Wellness programs very similar to the ones we see today were around in the late 1980s and never accomplished a lot.

Health information technology progress and patient medical records are very important--particularly for improving quality--but have a lot of upfront costs and take years to payoff. Ask any doctor now struggling with them.

The disease management and coordinated care programs now being proposed are, like most cost containment "lite" proposals we are seeing today, helpful but only incremental extensions for what is going on in the market anyway. No silver bullets.
So, six months later lawmakers are sending one of these "cost containment lite" proposals after another over to the the CBO and the CBO is sending them back stamped, "insufficient funds."

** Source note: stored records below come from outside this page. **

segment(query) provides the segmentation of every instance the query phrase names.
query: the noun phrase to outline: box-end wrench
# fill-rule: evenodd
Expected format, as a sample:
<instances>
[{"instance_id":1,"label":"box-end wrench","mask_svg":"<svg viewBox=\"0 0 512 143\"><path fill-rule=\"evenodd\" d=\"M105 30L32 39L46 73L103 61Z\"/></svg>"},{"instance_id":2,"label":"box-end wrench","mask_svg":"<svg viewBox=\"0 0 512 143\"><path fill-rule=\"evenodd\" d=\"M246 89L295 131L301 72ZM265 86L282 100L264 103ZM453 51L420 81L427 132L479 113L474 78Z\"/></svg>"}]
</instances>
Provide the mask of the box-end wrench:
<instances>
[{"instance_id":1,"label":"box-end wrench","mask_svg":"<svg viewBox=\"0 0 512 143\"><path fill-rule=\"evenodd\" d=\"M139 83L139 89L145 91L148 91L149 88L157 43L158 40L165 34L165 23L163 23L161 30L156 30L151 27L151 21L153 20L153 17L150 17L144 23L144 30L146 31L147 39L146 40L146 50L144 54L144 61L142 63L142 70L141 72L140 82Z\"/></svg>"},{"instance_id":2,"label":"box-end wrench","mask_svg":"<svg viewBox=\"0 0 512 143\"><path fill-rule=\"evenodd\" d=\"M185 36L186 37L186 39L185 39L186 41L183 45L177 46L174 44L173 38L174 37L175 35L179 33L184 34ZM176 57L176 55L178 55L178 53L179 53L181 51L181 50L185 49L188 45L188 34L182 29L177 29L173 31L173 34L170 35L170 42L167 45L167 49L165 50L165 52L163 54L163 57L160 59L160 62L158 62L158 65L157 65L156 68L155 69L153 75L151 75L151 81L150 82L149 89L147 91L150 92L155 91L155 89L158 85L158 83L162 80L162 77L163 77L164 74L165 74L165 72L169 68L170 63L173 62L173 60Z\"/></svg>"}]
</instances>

And there's lots of whining about it now going on atop the Hill where people are desperate to find easy money for health care reform.

It will take more than $1.2 trillion to pay for health care reform and the Obama budget cuts have only identified about $300 billion toward that goal.

We will not reform the health care system unless we really reform the health care system.

The only thing standing between BS reform and real reform are the men and women--real men and real women--over at the CBO.

Proud of you.

Hang in there!!!!

3 comments:

Anonymous said...

I'll repeat a question I've asked several times, but have received no response (which may answer the question): How accurate is CBO scoring? Has anyone done an analysis of how accurate CBO's estimates turn out to be?

Anonymous said...

Can you even say that they have $300 Billion? Doesn't the administration's back door cuts to the Medicare Advantage program in the 45 day notice (by not taking into account the likley doc payment fix in rate setting) aleady use up some of the projected $175 billion in savings over ten years?

Roger Collier said...

Bob, you say "It will take more than $1.2 trillion to pay for health care reform."

What does this estimate mean? I assume it is a ten-year projection, but is it the increase over current non-reform projections? Is it total national health care spending? Is it federal health care spending? Or what?

And what is the source of the $1.2 trillion number? If it is the 2008 Lewin estimate of the Obama campaign proposal cost, the net federal expenditure increase over 10 years was projected to be around $1.2 trillion, but the net national expenditures were estimated to decrease. Later Lewin estimates for the Commonwealth Fund show different numbers, also.